Microsoft security researchers have disclosed a significant vulnerability in a third-party software development kit (SDK) that exposed millions of Android cryptocurrency wallet users to potential data theft and fraud. The flaws were discovered in the EngageLab Push SDK, a component used by over 10 major crypto wallet applications available on the Google Play Store.
The research, published by the Microsoft 365 Defender Research Team, details multiple security weaknesses in the SDK. The component collected and stored sensitive user and device data—including IMEI, MAC address, and location information—in an insecure location on the device's external storage. This made the data accessible to other applications with basic permissions.

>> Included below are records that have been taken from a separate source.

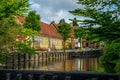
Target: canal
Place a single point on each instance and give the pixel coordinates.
(53, 62)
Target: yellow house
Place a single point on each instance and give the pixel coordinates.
(49, 38)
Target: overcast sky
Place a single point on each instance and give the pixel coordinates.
(50, 10)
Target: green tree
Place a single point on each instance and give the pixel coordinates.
(8, 26)
(111, 58)
(13, 7)
(80, 34)
(32, 22)
(65, 30)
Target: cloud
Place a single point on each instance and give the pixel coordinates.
(50, 10)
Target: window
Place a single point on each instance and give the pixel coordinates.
(38, 40)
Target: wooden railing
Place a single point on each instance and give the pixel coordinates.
(53, 75)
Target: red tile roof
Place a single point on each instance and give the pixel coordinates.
(46, 29)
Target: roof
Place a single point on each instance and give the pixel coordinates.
(50, 30)
(46, 29)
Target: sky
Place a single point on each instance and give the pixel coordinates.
(54, 10)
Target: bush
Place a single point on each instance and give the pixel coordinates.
(111, 58)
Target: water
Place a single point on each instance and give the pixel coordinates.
(85, 64)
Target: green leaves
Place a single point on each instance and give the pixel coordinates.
(64, 29)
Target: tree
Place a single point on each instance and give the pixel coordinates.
(32, 22)
(103, 16)
(65, 30)
(80, 34)
(8, 26)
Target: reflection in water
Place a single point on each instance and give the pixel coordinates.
(85, 64)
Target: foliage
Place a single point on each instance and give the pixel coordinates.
(74, 21)
(13, 7)
(102, 16)
(111, 58)
(65, 30)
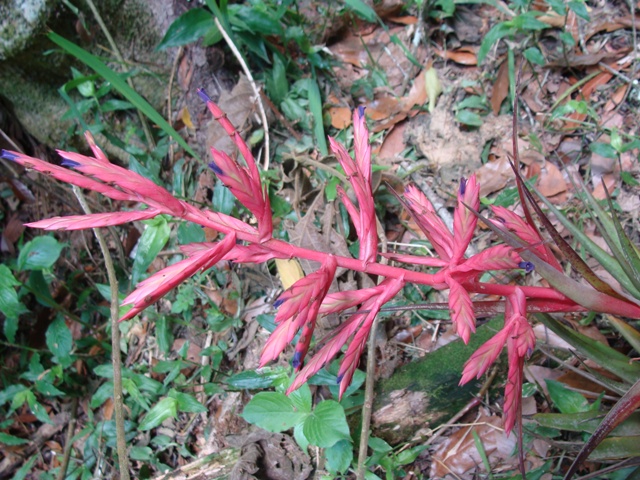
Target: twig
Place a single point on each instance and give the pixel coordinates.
(256, 91)
(169, 88)
(68, 441)
(116, 51)
(367, 407)
(118, 397)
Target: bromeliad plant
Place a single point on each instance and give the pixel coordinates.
(300, 306)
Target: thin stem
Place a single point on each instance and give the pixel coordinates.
(68, 442)
(116, 51)
(367, 407)
(256, 91)
(118, 397)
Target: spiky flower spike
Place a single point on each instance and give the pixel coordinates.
(300, 306)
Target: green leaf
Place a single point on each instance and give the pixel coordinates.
(104, 392)
(165, 408)
(492, 36)
(190, 233)
(188, 28)
(273, 411)
(39, 253)
(187, 403)
(609, 358)
(10, 306)
(405, 457)
(603, 149)
(315, 105)
(534, 55)
(580, 9)
(164, 335)
(298, 434)
(59, 341)
(301, 398)
(339, 456)
(567, 401)
(470, 118)
(362, 9)
(121, 85)
(326, 425)
(11, 440)
(153, 239)
(379, 445)
(36, 408)
(252, 380)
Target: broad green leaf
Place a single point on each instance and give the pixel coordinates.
(165, 408)
(379, 445)
(187, 403)
(580, 9)
(142, 454)
(10, 306)
(9, 393)
(617, 448)
(36, 408)
(298, 434)
(534, 55)
(153, 239)
(273, 411)
(39, 253)
(252, 380)
(362, 9)
(164, 334)
(326, 425)
(59, 341)
(10, 328)
(339, 456)
(567, 401)
(301, 398)
(104, 392)
(121, 85)
(492, 36)
(11, 440)
(187, 28)
(190, 233)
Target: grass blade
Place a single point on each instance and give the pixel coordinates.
(620, 412)
(607, 261)
(119, 84)
(611, 359)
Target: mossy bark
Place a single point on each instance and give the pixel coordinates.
(425, 393)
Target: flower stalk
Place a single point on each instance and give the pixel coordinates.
(300, 306)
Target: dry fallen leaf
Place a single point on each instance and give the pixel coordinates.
(289, 270)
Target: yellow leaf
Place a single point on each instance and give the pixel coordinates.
(290, 271)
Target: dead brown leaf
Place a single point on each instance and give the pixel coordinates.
(500, 88)
(463, 55)
(393, 144)
(239, 105)
(458, 454)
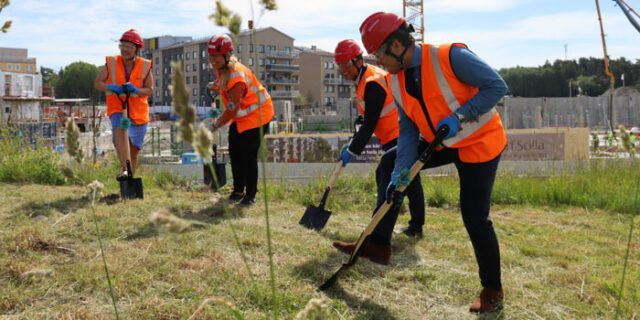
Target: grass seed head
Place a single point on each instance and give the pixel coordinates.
(204, 140)
(73, 140)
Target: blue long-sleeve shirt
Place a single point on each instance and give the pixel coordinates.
(469, 69)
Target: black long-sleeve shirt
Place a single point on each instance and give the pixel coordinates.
(374, 97)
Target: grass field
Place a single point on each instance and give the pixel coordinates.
(558, 261)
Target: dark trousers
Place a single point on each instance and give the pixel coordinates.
(476, 184)
(382, 233)
(243, 154)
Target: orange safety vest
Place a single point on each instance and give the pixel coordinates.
(138, 105)
(257, 96)
(387, 127)
(443, 94)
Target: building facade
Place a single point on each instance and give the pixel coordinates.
(17, 60)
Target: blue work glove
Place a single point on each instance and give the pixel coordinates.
(131, 88)
(394, 196)
(345, 156)
(214, 113)
(453, 123)
(115, 88)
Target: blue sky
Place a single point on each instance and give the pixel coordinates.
(505, 33)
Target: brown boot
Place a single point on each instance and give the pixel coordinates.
(376, 253)
(489, 300)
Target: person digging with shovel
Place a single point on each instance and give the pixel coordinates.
(248, 108)
(438, 86)
(376, 105)
(127, 73)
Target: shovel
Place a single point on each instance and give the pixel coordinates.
(316, 217)
(384, 208)
(130, 188)
(220, 172)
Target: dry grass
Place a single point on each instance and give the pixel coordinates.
(557, 263)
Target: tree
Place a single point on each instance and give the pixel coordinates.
(49, 76)
(76, 81)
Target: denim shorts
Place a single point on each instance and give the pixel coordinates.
(136, 131)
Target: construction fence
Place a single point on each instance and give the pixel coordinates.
(574, 112)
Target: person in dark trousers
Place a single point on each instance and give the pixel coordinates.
(435, 86)
(376, 105)
(248, 108)
(122, 74)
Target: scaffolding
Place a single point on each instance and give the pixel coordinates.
(413, 12)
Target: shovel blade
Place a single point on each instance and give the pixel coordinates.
(131, 189)
(315, 218)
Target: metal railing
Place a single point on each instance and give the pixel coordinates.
(282, 94)
(282, 54)
(282, 81)
(283, 67)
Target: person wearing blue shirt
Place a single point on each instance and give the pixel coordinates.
(437, 86)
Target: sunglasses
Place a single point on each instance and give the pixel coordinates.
(126, 46)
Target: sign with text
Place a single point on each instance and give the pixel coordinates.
(535, 146)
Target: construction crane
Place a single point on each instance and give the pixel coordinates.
(413, 12)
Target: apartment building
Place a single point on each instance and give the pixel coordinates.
(322, 84)
(273, 57)
(277, 64)
(16, 60)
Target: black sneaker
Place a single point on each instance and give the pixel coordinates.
(123, 176)
(246, 201)
(411, 232)
(236, 196)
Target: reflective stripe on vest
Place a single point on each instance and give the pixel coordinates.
(467, 128)
(262, 96)
(112, 75)
(387, 108)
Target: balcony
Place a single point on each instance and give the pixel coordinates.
(282, 67)
(282, 54)
(282, 94)
(283, 81)
(337, 81)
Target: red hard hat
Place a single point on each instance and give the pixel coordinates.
(133, 36)
(377, 27)
(220, 44)
(346, 51)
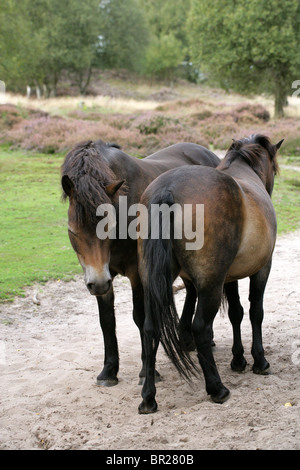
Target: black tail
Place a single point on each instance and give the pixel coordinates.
(157, 259)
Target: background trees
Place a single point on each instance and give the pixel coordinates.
(244, 45)
(250, 46)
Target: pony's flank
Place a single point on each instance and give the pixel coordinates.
(249, 150)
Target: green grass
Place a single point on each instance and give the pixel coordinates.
(34, 245)
(286, 200)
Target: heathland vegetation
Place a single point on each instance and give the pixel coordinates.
(131, 74)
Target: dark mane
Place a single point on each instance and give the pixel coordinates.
(250, 151)
(87, 167)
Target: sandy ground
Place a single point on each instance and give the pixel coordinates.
(50, 355)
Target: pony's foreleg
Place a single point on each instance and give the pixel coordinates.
(235, 313)
(257, 288)
(139, 318)
(186, 318)
(207, 307)
(108, 376)
(151, 342)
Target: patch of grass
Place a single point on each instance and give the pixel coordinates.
(34, 244)
(286, 200)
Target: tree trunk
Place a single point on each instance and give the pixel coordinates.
(84, 84)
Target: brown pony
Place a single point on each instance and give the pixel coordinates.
(96, 173)
(239, 232)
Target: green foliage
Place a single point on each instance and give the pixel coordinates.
(163, 56)
(248, 45)
(34, 244)
(124, 33)
(52, 36)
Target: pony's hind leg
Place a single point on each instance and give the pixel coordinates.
(257, 288)
(186, 318)
(235, 313)
(139, 318)
(207, 307)
(108, 375)
(151, 342)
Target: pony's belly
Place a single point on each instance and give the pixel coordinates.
(249, 261)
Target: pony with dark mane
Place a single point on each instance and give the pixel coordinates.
(239, 232)
(96, 173)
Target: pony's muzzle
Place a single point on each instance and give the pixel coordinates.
(97, 284)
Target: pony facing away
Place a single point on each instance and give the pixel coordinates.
(96, 173)
(239, 232)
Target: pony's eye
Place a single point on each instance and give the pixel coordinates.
(73, 241)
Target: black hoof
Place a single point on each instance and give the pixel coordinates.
(103, 381)
(147, 408)
(222, 396)
(238, 366)
(262, 371)
(107, 382)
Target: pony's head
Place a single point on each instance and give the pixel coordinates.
(87, 181)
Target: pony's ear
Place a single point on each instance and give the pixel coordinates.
(278, 145)
(67, 185)
(112, 188)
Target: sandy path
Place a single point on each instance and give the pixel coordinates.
(50, 355)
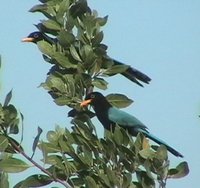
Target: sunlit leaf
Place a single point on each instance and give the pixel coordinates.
(50, 24)
(13, 165)
(36, 140)
(180, 171)
(3, 143)
(8, 98)
(4, 183)
(38, 180)
(100, 83)
(119, 100)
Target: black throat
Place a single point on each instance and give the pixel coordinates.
(101, 109)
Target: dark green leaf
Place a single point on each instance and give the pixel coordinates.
(115, 69)
(4, 183)
(97, 39)
(180, 171)
(102, 21)
(38, 180)
(63, 60)
(38, 8)
(147, 153)
(8, 98)
(100, 83)
(45, 48)
(50, 24)
(161, 153)
(74, 53)
(90, 183)
(66, 38)
(119, 100)
(13, 165)
(3, 143)
(36, 140)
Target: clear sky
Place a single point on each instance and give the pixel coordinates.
(160, 38)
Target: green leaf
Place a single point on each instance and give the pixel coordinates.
(8, 98)
(45, 48)
(102, 21)
(119, 100)
(115, 69)
(97, 39)
(50, 24)
(161, 153)
(63, 7)
(74, 53)
(61, 101)
(127, 180)
(4, 183)
(63, 60)
(100, 83)
(36, 140)
(90, 183)
(38, 8)
(38, 180)
(13, 165)
(66, 38)
(147, 153)
(180, 171)
(3, 143)
(52, 137)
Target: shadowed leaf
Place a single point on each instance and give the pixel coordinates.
(180, 171)
(13, 165)
(119, 100)
(8, 98)
(36, 140)
(38, 180)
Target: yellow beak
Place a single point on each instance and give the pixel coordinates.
(85, 103)
(27, 39)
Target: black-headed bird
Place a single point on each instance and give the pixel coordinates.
(130, 73)
(109, 116)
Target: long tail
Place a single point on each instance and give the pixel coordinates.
(134, 75)
(159, 141)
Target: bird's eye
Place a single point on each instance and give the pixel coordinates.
(92, 96)
(35, 35)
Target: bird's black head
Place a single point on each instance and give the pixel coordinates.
(34, 37)
(95, 99)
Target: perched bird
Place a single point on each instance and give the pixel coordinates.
(130, 73)
(109, 116)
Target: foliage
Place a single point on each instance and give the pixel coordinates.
(79, 158)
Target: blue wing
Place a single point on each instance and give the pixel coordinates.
(124, 119)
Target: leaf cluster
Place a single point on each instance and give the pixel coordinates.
(73, 45)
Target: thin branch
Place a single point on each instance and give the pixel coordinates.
(38, 165)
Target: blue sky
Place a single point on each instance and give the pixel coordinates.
(160, 38)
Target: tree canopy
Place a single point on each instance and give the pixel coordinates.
(73, 44)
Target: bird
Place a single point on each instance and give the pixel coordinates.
(109, 116)
(130, 73)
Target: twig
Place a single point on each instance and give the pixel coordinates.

Additionally, the researchers found a local SQL injection flaw. A malicious actor could have exploited it by sending a specially crafted push notification to inject commands and potentially extract or manipulate data stored by the SDK. The investigation also revealed that the SDK transmitted the collected data back to its servers over unencrypted HTTP. This practice left user data vulnerable to Man-in-the-Middle (MITM) attacks, where an attacker on the same network could intercept and read the information. Using a VPN can help protect against such threats by encrypting a device's internet traffic.
While the research found no direct evidence that the SDK collected crypto wallet private keys or seed phrases, the insecure handling of other sensitive data created a substantial attack surface that could be chained with other exploits to compromise user accounts and assets.
Microsoft reported the vulnerabilities to EngageLab in April 2023. The vendor acknowledged the issues and released a patched version of the SDK the following month. The public disclosure was withheld until February 2024 to allow app developers sufficient time to integrate the fix and for users to update their applications, mitigating the immediate risk.